Lately, it seems that my anxiety and nerves are getting the best of me. With good reason, too. One week ago today, I thought that I was going to lose Burger…and honestly, I still may. He was so weak that he couldn’t even lift his head up. His breathing was slow, his blood pressure was down to 48, his temperature was 96. He was in kidney failure and declining rapidly. I brought him into work fully expecting for my vet to agree that it was his time to cross over the Rainbow Bridge and join Oreo again. My heart was beyond broken. To my surprise, Burgers vet said that she wanted to give him one more chance. She hooked him up to IV fluids, gave him injectable antibiotics, had him on a heating pad, and hoped for the best. As the day progressed, so did he. He went back for fluids Friday and Saturday, and by the end of the day Saturday, he was acting so much better. Still wobbly, but more or less back to normal. I rechecked bloodwork on him yesterday, and his levels are better than they were on Monday last week, but overall are still pretty shitty. I’m giving him sub-q fluids once daily at home and liquid antibiotics, and hoping for the best. I still have such a bad feeling about this, but I am trying to push that out of my mind as best as I can. I have done anything and everything Burger has needed to keep him healthy, and as long as he is willing to keep fighting, I will keep fighting for him.
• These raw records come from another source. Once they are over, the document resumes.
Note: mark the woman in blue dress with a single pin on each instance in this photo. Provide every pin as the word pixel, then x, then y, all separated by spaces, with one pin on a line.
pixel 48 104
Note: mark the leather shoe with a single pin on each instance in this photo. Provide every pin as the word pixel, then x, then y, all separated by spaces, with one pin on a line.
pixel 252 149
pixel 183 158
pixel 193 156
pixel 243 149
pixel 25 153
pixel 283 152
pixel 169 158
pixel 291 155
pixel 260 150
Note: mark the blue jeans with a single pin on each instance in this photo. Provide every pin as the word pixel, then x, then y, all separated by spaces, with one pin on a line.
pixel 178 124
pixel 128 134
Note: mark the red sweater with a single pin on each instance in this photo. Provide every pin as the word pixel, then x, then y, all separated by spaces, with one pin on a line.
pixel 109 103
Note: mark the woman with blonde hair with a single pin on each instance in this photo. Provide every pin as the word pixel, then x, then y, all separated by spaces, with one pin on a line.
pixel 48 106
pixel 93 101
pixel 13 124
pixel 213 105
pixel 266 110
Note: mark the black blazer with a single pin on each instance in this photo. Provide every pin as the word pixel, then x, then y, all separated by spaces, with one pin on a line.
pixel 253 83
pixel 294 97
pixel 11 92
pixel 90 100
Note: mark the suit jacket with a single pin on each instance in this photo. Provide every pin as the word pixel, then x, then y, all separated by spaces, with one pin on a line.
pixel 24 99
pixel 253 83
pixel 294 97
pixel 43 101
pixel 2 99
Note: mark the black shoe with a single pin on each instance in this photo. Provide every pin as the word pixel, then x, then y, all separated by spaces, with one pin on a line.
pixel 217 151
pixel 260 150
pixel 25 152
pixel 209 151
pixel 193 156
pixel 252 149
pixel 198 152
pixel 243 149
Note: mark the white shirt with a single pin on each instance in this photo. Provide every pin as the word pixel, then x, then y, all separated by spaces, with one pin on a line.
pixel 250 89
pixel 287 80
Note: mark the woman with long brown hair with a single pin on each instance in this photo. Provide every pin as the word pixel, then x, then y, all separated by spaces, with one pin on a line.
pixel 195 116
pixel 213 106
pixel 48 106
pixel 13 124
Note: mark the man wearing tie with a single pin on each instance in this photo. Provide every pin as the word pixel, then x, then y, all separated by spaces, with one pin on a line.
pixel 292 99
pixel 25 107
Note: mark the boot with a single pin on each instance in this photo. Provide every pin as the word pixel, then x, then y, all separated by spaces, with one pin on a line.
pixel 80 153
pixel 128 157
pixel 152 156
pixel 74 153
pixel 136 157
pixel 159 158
Over the past 2 days, I have been in so much physical pain on top of the emotional stress that I’m dealing with. Tuesday started out with my tailbone being incredibly sore – I was racking my brain trying to think of how I could have injured it, but I couldn’t come up with anything. Midway through the day, I had what felt like a charley horse radiate through my middle and lower back. The pain stuck with me for the remainder of the day. Overnight, the pain spread around my left hip, and now my groin is incredibly painful and swollen as well. It keeps slowly spreading all over my lower back/groin/pelvis area. I have no idea whats going on, but I hurt so bad it’s making me nauseous. I have a dr appt tomorrow at noon to try to figure out what is going on. Doctor Google is telling me that it’s either an ovarian cyst or cervical cancer, so that’s something to look forward to. F’n google.
I do have some exciting news that I’ll go into at a different time… some pretty big changes are coming my way. So at least I have that to look forward to!